Speaking to an Italian newspaper ahead of his trip to the country, Iranian President Hassan Rouhani said that the recently signed nuclear deal between Iran and the West could lead to better ties with the U.S. and an eventual reopening of embassies in the respective capitals. However, he clarified, the deal is unlikely to lead to warmer ties between the two longstanding foes, unless it is “implemented well.”

“The nuclear agreement is one thing, our relationship with the United States another. The problems we have with them start with the victory of the Islamic Revolution,” Rouhani said, during an interview with the Corriere della Sera newspaper. “But the way we apply the agreement may have an impact on the future. If implemented well, it will lay the groundwork for lowering tensions with the U.S., and create conditions for a new era.”

Under the Joint Comprehensive Plan of Action (JCPOA) -- reached in July after protracted negotiations -- crippling sanctions against Iran will be lifted in exchange for the country limiting its sensitive nuclear program and allowing international inspectors limited access to its military sites. However, hard-liners in both Iran and the U.S. continue to oppose the deal, citing an historical animosity between the two nations.

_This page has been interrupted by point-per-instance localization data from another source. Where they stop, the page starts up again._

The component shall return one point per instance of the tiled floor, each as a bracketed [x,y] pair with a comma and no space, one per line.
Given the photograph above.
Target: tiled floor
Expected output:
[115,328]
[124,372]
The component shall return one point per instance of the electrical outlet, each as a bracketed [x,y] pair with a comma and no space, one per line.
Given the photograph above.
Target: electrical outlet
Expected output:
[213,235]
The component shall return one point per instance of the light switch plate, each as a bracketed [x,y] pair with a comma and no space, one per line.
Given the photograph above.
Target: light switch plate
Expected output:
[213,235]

Ties between the two nations soured in 1979, when the Islamic Revolution overthrew the U.S.-backed shah of Iran, Mohammed Reza Pahlavi. The U.S. embassy in Iran was shut down the same year after 52 Americans were kidnapped and held for 444 days in the compound.

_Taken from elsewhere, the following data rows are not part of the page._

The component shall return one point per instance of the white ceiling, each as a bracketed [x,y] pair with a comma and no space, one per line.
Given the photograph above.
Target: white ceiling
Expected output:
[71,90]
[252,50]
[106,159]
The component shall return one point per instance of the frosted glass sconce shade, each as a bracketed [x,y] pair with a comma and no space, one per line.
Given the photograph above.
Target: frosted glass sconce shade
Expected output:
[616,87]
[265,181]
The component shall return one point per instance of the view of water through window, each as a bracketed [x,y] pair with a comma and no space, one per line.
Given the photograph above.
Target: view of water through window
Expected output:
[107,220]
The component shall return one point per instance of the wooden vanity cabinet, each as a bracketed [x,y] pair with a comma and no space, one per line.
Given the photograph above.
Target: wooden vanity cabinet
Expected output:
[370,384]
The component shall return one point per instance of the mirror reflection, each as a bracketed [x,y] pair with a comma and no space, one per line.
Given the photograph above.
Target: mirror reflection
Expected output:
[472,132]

Bilateral ties further worsened during George Bush’s presidency in the U.S. and the ultra-conservative Mahmoud Ahmadinejad’s tenure in Iran. Between 2006 and 2013, the United Nations, the U.S. and the European Union ratified several rounds of crippling sanctions on Iran over fears that it was developing nuclear weapons.

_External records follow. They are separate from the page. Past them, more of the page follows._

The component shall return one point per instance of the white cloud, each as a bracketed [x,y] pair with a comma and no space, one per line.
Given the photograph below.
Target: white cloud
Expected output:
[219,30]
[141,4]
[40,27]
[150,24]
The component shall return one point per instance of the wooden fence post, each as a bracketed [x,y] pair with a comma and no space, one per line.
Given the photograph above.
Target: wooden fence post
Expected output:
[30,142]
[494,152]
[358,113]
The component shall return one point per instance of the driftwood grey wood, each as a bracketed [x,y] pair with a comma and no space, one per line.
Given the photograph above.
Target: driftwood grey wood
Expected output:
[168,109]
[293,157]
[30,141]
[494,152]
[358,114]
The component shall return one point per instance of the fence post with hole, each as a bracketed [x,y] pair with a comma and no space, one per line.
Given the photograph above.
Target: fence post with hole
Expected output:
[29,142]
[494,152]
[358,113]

However, Ahmadinejad’s successor Rouhani -- who came to power in 2013 following a campaign of “moderation and prudence,” has since sought to improve ties with the U.S. Within weeks of taking office, Rouhani spoke on the phone to U.S. President Barack Obama -- the first direct contact at the highest level between Iran and the U.S. since the 1979 revolution.

“If they [the U.S.] change their policies, correct the mistakes made ​​in the past 37 years and apologize to the Iranian people, the situation will change and good things will happen,” Rouhani said in the interview, published Thursday.  

During his visit to Italy, which marks the first visit to Europe by an Iranian president in over a decade, Rouhani will meet leaders from Italy and France, and also hold talks with Pope Francis, who, in July, lauded the nuclear agreement as “a step toward a more secure and fraternal world.”